Сигитасу одному скучно, но ничего не поделаешь — Рамунас старше, надо ему подчиняться. Так уж оно заведено, Сигитас знает. Сам Рамунас тоже скучает. То и дело пристает он к Сигитасу: «Померяемся!» (хоть и знает, что он выше), «Бежим наперегонки!» (хоть и знает наверняка, что обгонит), «Давай через ручей прыгать!» (тоже знает, что Сигитас шлепнется в воду). Чего только он не выдумает, Рамунас этот!..

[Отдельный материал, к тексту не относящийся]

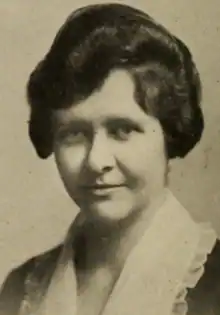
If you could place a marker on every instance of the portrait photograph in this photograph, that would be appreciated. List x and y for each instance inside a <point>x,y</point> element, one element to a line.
<point>110,157</point>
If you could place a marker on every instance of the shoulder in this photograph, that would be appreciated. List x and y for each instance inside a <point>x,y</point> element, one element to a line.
<point>13,288</point>
<point>205,297</point>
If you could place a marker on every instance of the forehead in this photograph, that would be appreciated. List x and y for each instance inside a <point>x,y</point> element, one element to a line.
<point>115,98</point>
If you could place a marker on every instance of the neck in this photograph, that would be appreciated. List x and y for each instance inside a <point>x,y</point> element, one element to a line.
<point>111,243</point>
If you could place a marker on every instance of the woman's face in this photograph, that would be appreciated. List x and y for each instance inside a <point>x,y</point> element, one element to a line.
<point>110,154</point>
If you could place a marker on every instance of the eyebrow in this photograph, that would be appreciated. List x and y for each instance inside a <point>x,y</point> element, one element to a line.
<point>109,122</point>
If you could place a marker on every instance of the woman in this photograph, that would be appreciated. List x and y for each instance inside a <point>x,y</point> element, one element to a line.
<point>116,98</point>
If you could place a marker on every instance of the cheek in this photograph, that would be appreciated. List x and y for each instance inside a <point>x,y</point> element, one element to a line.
<point>69,162</point>
<point>143,159</point>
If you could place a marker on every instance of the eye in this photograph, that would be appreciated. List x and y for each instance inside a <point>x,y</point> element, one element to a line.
<point>122,132</point>
<point>73,136</point>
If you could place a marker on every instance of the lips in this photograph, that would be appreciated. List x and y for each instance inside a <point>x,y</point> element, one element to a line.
<point>103,190</point>
<point>103,186</point>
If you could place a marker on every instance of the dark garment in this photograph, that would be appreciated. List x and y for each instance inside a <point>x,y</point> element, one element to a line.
<point>204,299</point>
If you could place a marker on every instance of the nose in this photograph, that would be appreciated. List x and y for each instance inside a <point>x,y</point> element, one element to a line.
<point>100,159</point>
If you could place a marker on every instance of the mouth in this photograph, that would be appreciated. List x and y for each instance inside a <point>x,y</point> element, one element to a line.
<point>101,190</point>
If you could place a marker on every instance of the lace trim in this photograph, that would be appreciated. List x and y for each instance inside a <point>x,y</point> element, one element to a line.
<point>196,270</point>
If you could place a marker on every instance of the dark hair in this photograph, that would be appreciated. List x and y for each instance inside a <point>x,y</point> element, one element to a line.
<point>99,38</point>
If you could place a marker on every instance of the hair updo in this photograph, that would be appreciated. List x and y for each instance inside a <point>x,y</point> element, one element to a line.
<point>94,41</point>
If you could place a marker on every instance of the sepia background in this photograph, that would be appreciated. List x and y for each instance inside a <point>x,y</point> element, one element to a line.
<point>35,211</point>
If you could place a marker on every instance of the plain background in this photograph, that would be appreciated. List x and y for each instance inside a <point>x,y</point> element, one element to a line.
<point>35,211</point>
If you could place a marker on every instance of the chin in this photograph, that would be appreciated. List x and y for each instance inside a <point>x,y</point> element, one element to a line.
<point>109,211</point>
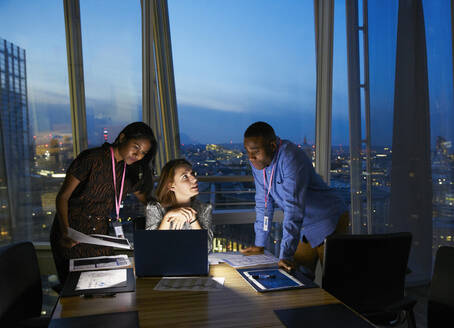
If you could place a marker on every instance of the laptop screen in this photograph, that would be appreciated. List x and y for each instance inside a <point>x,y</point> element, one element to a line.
<point>170,252</point>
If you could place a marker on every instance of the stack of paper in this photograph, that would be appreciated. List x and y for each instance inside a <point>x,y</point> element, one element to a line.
<point>102,240</point>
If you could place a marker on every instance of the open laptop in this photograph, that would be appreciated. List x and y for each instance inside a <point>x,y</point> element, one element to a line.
<point>171,253</point>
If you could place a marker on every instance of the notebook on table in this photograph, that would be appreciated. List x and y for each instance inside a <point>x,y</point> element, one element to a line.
<point>171,253</point>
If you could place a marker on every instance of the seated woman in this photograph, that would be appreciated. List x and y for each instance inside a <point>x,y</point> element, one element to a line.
<point>176,207</point>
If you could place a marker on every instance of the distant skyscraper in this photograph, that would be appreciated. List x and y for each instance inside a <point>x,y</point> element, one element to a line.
<point>14,140</point>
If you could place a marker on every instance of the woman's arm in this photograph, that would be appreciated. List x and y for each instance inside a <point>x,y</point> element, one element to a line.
<point>66,190</point>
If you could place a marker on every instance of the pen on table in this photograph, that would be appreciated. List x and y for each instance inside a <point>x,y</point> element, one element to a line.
<point>98,295</point>
<point>263,276</point>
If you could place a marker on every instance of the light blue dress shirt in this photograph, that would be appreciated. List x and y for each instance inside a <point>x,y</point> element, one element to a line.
<point>311,208</point>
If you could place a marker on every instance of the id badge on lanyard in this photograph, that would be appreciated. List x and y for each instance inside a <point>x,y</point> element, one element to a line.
<point>116,223</point>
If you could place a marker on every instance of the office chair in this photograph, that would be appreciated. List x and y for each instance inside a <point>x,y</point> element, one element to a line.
<point>440,307</point>
<point>367,273</point>
<point>20,287</point>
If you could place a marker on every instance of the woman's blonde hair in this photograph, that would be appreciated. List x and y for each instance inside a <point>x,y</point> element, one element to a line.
<point>163,193</point>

Вдруг Мяшкис вскочил, вырвался из рук мальчика и злобно залаял. Стоит, шумно нюхает воздух, раздувает ноздри, хвост опустил к ногам.
Рамунас сел и прислушался.
Тишина. Лишь со стороны деревни доносятся привычные утренние звуки: во дворе Гальвидене крякают утки, взлаивает собака; у Мештайтисов на хуторе вопит младенец, старуха бранит сноху, а там, за полоской лип, кто-то, должно быть старик Ски́рмантас, отбивает косу.
Где-то на другом конце деревни гудит машина, а вот как будто мотоцикл затарахтел.
— Пошли. — Рамунас подозвал Мяшкиса, и все трое побежали в поле.
Выгоревшие на солнце волосы мальчика взъерошены, в беспорядке падают на уши, на озабоченно наморщенный лоб. На носу шелушится кожа, рот полуоткрыт, видна щербинка от выбитого переднего зуба.
Мяшкис встал и громко залаял. Бурая шерсть дыбом, спина выгнута.
— Р-рамунас, по-моему… — Сигитас пытается что-то сказать, но у негр вдруг застучали зубы.
Рамунас присел на корточки и стал всматриваться в лесную чащу. Что это? Среди стволов мелькают фигуры людей.
— Немцы.
Сигитас выронил кнут.
— Ты н-не б-бо-ишь-ся?
— Еще ч-чего…
Немцы растянулись широкой цепью — прочесывали лес. Автоматы наперевес, темно-зеленые каски защищают голову.
— Эй-эй! — крикнул издалека один немец ребятам.
— Это нам, зовут. — Рамунас подтолкнул локтем Сигитаса. — Идти или нет?
— П-п-постой.
— Эй! — еще громче и сердито закричал немец.
Мальчики приблизились. Мяшкис тихо зарычал, изо рта у него закапала слюна.
Немец что-то спросил у ребят. Рамунас с Сигитасом помялись, пожали плечами и с недоумением поглядели на немца. Тогда тот стал показывать на небо, потом надул щеки и произнес:
— Пуф, пуф… бум, бум…
Сигитас помотал головой и промямлил:
— H-нет, м-мы к-к-коров пасем. М-мы…
Немец снова показал на небо, что-то провыл и начал размахивать руками, точно мельница крыльями.
Рамунас собрал весь свой запас немецких слов и старательно выговорил:
— Мы не ферштейн, и нихт нету…
Немец осклабился, стал показывать рукой на лес, потом ткнул себя пальцем в грудь, еще что-то спросил, махнул рукой и ушел за остальными, шаркая ботинками.
Мяшкис с лаем кинулся вдогонку.
— Я все понял, нарочно молчал, — сказал Рамунас и вздохнул облегченно.
— Ч-чего им надо?
— Спрашивали, где самолет упал. Пусть побегают, а я не ферштейн, и все!